What makes pseudogenes so informative is that different species often share the same broken gene with the same specific mutations in the same locations. Researchers have found conserved point mutations in pseudogenes across humans, chimpanzees, dogs, cows, mice, and rats. The simplest explanation is inheritance: these species all descended from a common ancestor that already carried those mutations. The odds of identical errors appearing independently in the exact same spots across multiple species are vanishingly small. This makes pseudogenes powerful tools for tracing evolutionary descent and studying how quickly genomes change over time.

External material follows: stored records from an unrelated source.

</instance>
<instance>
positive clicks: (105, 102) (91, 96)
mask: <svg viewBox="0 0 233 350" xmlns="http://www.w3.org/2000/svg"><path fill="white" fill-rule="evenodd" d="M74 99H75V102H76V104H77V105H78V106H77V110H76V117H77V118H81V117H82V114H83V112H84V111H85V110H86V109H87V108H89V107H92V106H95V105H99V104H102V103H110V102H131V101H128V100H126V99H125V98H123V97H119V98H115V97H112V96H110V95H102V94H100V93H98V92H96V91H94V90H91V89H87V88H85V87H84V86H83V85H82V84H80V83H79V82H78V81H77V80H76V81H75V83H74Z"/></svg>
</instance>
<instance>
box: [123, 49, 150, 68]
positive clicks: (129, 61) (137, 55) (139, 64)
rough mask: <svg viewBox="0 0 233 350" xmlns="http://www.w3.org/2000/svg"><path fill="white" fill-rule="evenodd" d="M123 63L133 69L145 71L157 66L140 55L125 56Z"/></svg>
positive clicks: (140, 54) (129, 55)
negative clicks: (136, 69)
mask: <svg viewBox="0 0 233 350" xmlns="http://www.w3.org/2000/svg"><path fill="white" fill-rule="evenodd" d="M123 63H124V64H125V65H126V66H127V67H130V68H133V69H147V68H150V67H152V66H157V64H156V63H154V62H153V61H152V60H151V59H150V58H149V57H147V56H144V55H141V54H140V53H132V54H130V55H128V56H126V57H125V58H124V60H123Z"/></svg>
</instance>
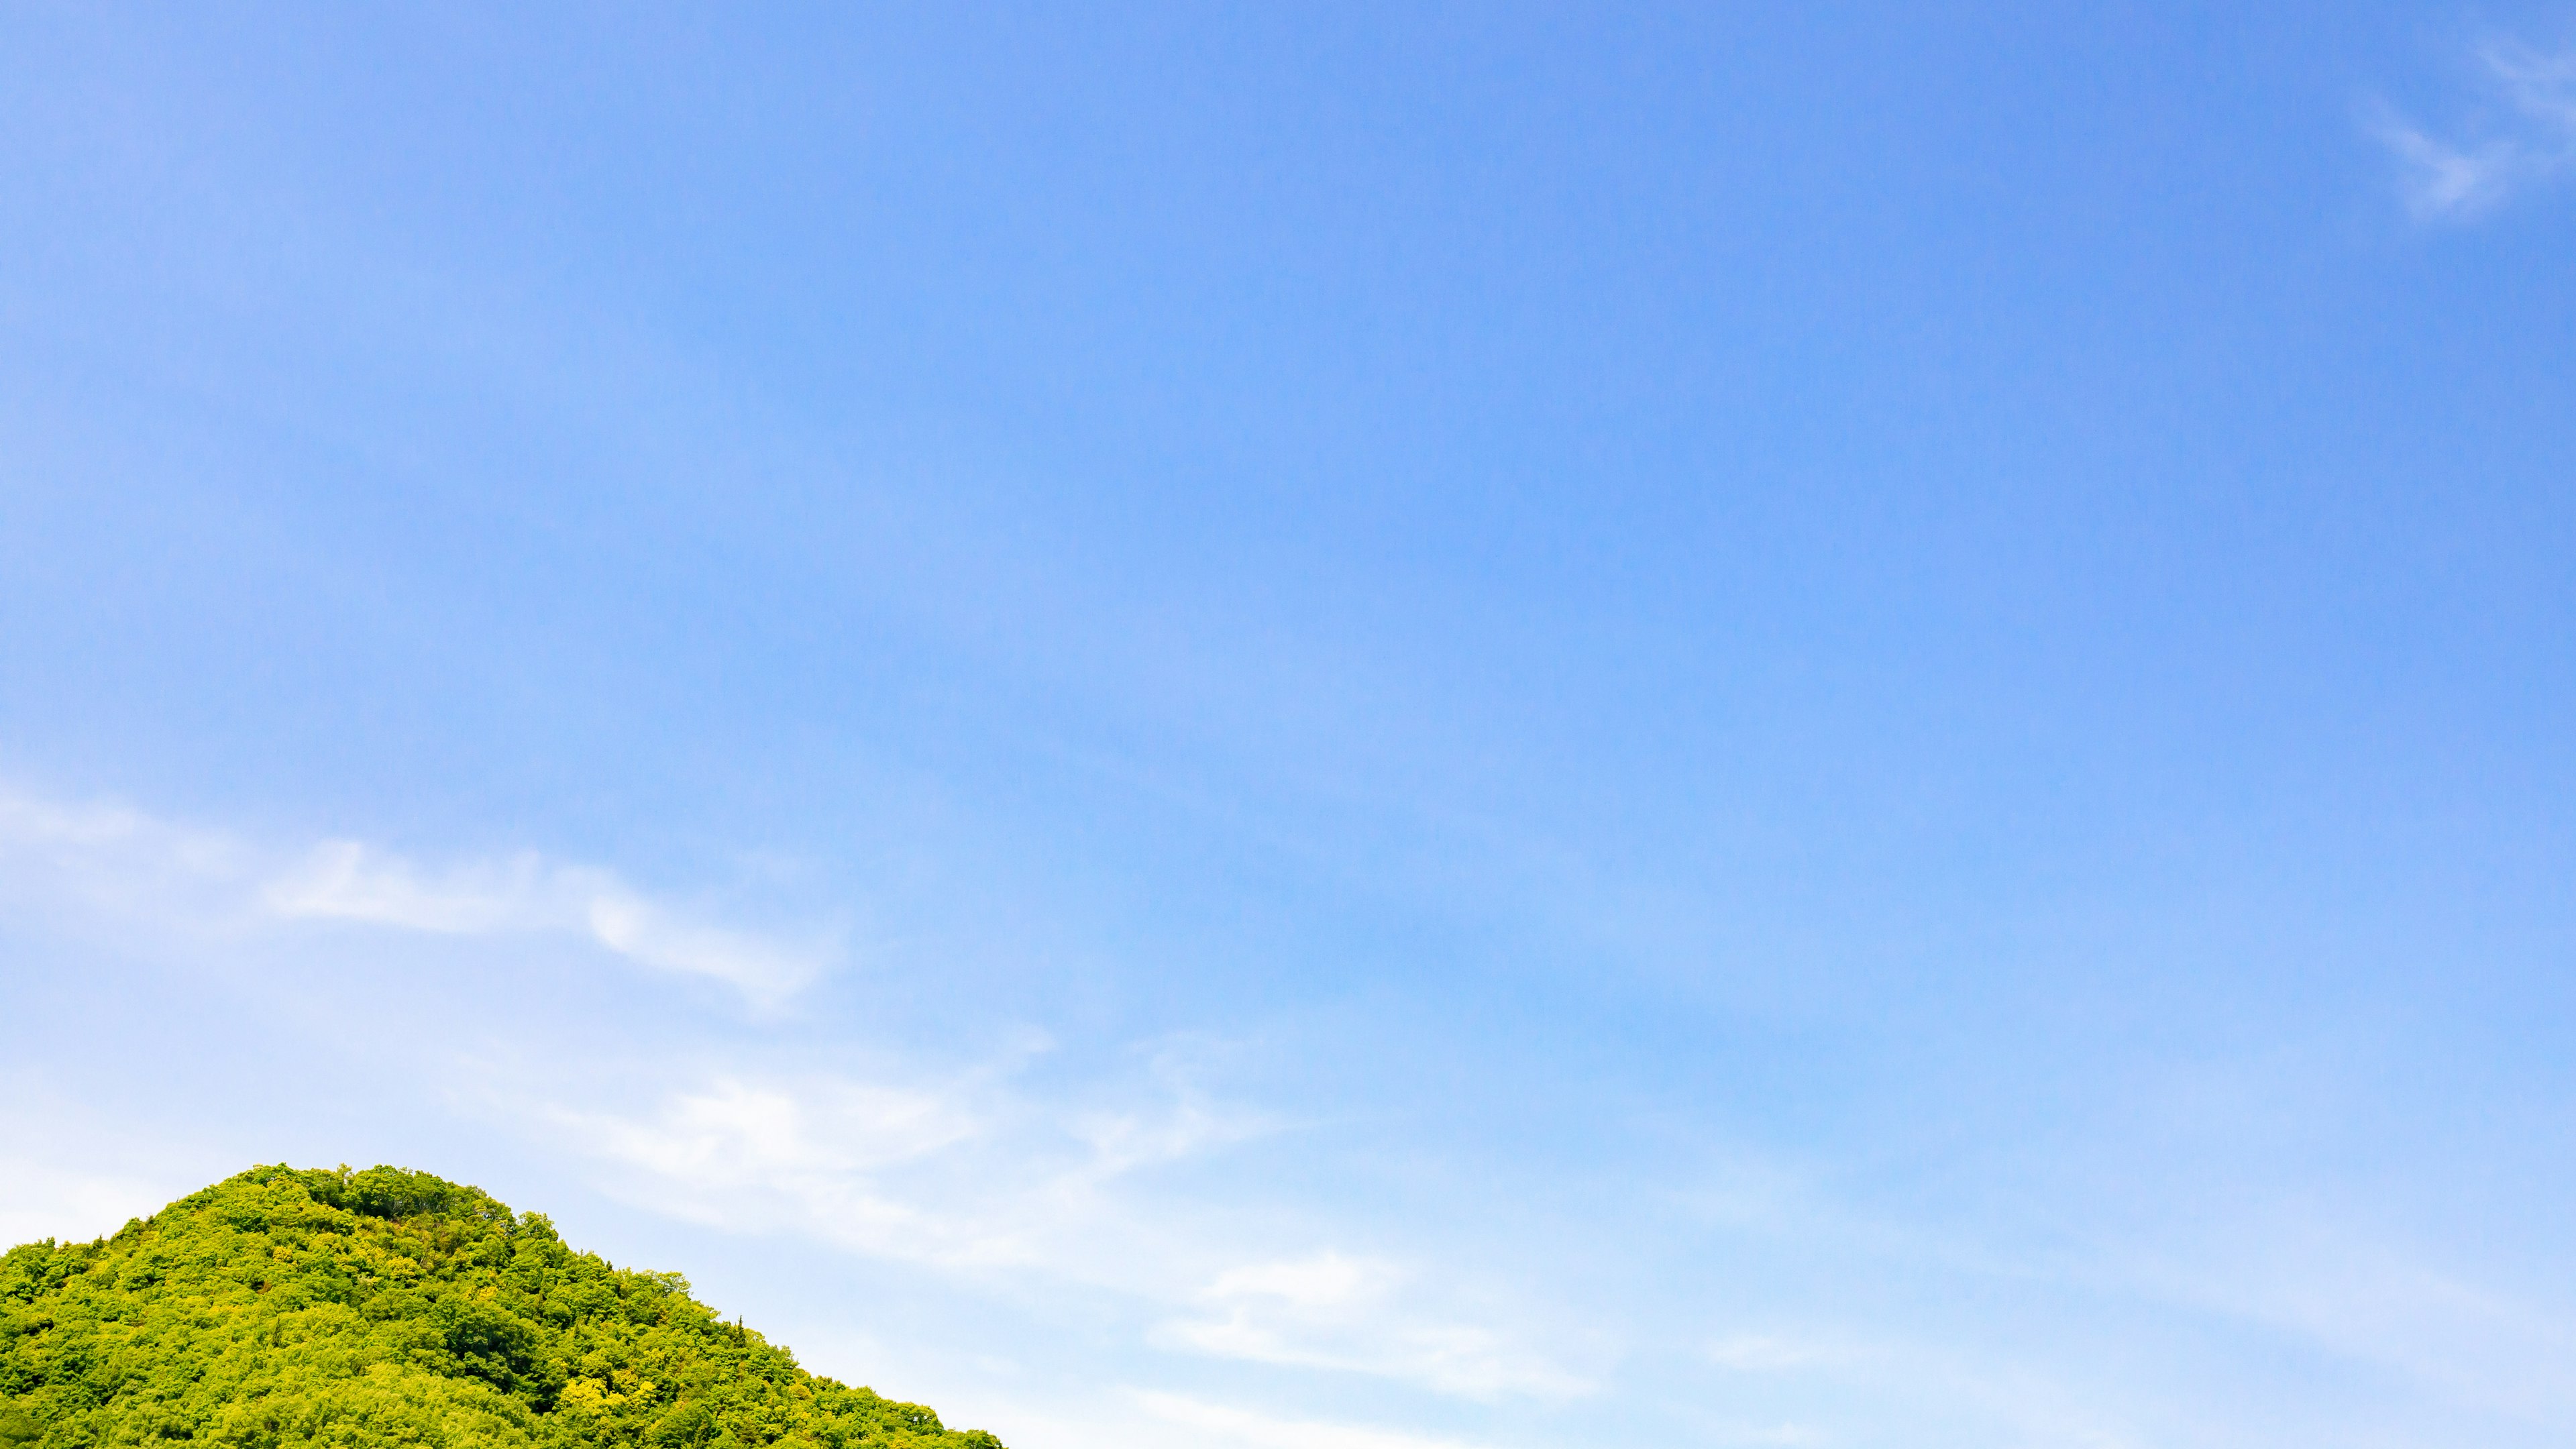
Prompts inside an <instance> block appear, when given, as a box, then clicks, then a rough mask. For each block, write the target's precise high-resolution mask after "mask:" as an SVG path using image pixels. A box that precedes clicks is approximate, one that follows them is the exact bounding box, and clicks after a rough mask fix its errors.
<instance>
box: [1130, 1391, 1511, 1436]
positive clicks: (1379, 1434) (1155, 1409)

Biochemical Evidence in Forensics
Outside evolutionary biology, biochemical evidence plays a central role in criminal investigations. Forensic scientists analyze biological materials like blood, semen, and saliva found at crime scenes. DNA profiling, which compares specific regions of a suspect’s genome to evidence samples, is the most well-known application. But earlier forensic techniques relied on protein-based methods like enzyme pattern analysis, where scientists separated enzymes using gel electrophoresis to identify individuals based on their unique protein profiles.
Biochemical Evidence in Medicine
In clinical settings, biochemical evidence refers to measurable chemical signals in your body that indicate health or disease. These are commonly called biomarkers. When a doctor orders blood work to check your blood sugar, liver enzymes, or cholesterol levels, they’re collecting biochemical evidence about what’s happening inside your body. Elevated levels of certain proteins in the blood after a heart attack, or specific hormone levels during pregnancy, are all examples of biochemical data used to diagnose and monitor medical conditions.
How Scientists Collect Biochemical Evidence
The tools for gathering biochemical evidence have grown enormously since the mid-20th century. DNA sequencing allows scientists to read the exact order of chemical bases in a genome, making precise comparisons possible across any two organisms. Gel electrophoresis separates molecules by size and electrical charge, useful for both DNA analysis and protein identification. Multilocus enzyme electrophoresis, which separates enzymes based on their molecular weight and structure, was one of the first biochemical techniques used to distinguish closely related species. More recently, fluorescent molecular reporters allow researchers to visualize the behavior of specific molecules inside living cells in real time, and metabolic profiling technologies can map out the full chemical activity of an organism or tissue sample.
Together, these methods have transformed biochemical evidence from a niche academic pursuit into a cornerstone of modern biology, medicine, and law enforcement. The underlying principle remains the same across all these fields: the molecules inside living things carry information, and reading that information reveals connections that aren’t visible from the outside.